In [3]: df1 = pd.DataFrame(np.random.randint(0,10,(4,3)), columns=['a','b','c'])
In [4]: df1
Out[4]:
a b c
0 9 3 2
1 9 0 2
2 7 7 6
3 3 4 2
In [5]: df2 = df1.reindex(columns=['c','a','d'])
In [6]: df2
Out[6]:
c a d
0 2 9 NaN
1 2 9 NaN
2 6 7 NaN
3 2 3 NaN
In [7]: df2.columns
Out[7]: Index([u'c', u'a', u'd'], dtype='object')
In [8]: ci = pd.MultiIndex.from_product([['x','y'],['a','b','c']])

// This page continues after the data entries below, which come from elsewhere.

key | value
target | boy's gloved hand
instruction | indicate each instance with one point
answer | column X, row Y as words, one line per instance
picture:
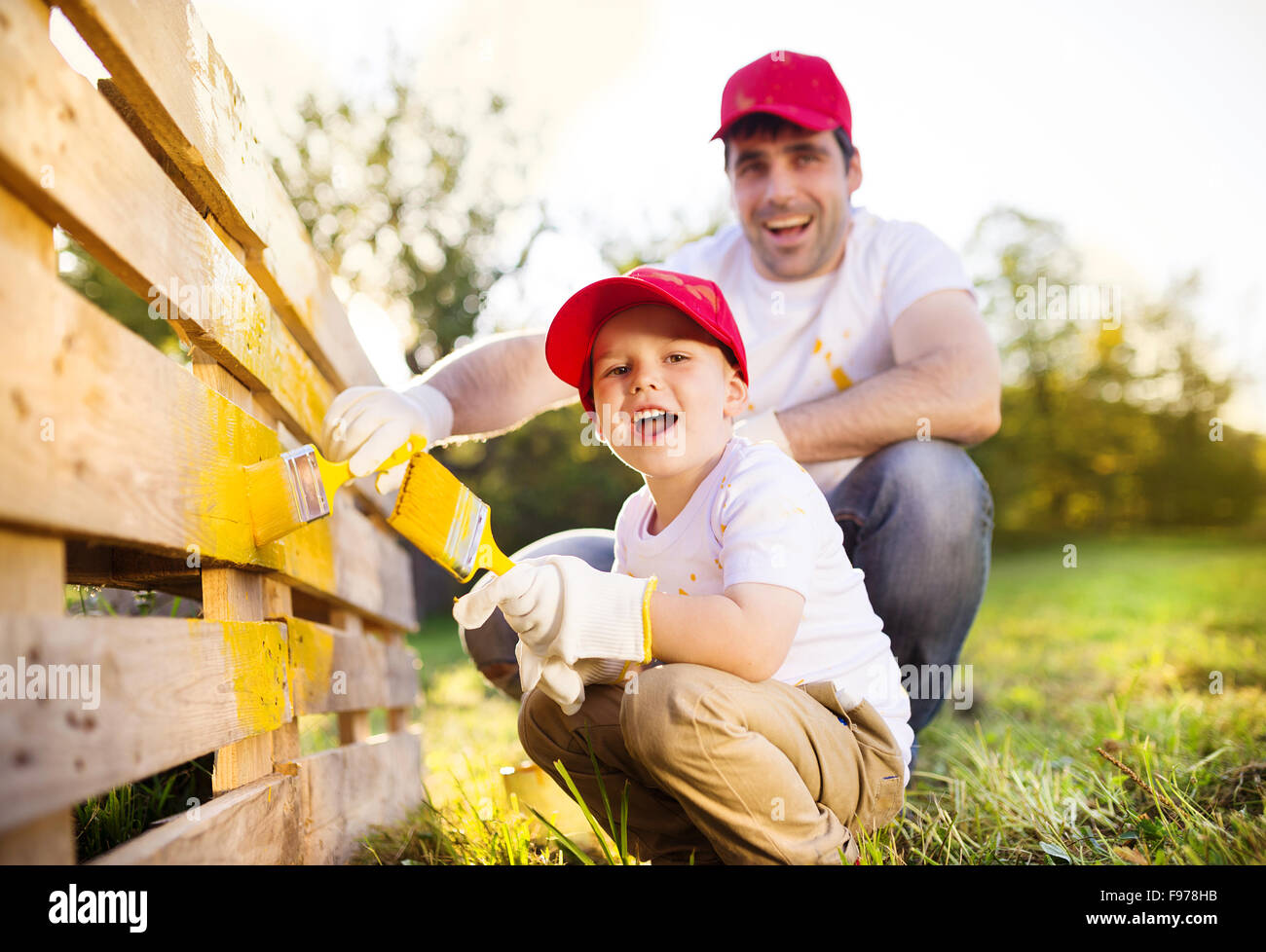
column 562, row 606
column 558, row 680
column 370, row 423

In [10]: df3 = pd.DataFrame(np.random.randint(0,10,(4,6)), columns=ci)
In [11]: df3
Out[11]:
x y
a b c a b c
0 3 1 5 3 8 7
1 2 7 6 8 7 4
2 8 3 5 7 1 1
3 7 5 8 7 8 7
In [12]: df4 = df3.reindex(columns=['c','a','d'], level=1)
In [13]: df4
Out[13]:
x y
c a c a
0 5 3 7 3
1 6 2 4 8
2 5 8 1 7
3 8 7 7 7
In [14]: df4.columns
Out[14]:
MultiIndex(levels=[[u'x', u'y'], [u'c', u'a', u'd']],
labels=[[0, 0, 1, 1], [0, 1, 0, 1]])
When passing a nonexistent column name to reindex
on a dataframe without multiindex columns, the result is:
- a NaN
column with the "new" column name
- the columns
attribute matches the columns in the dataframe
The same action on a multiindex dataframe produces different results:
- there are no NaN
columns (this may not be a problem)
- the columns
attribute of the resulting dataframe does not match the dateframe column names (this appears to be a bug)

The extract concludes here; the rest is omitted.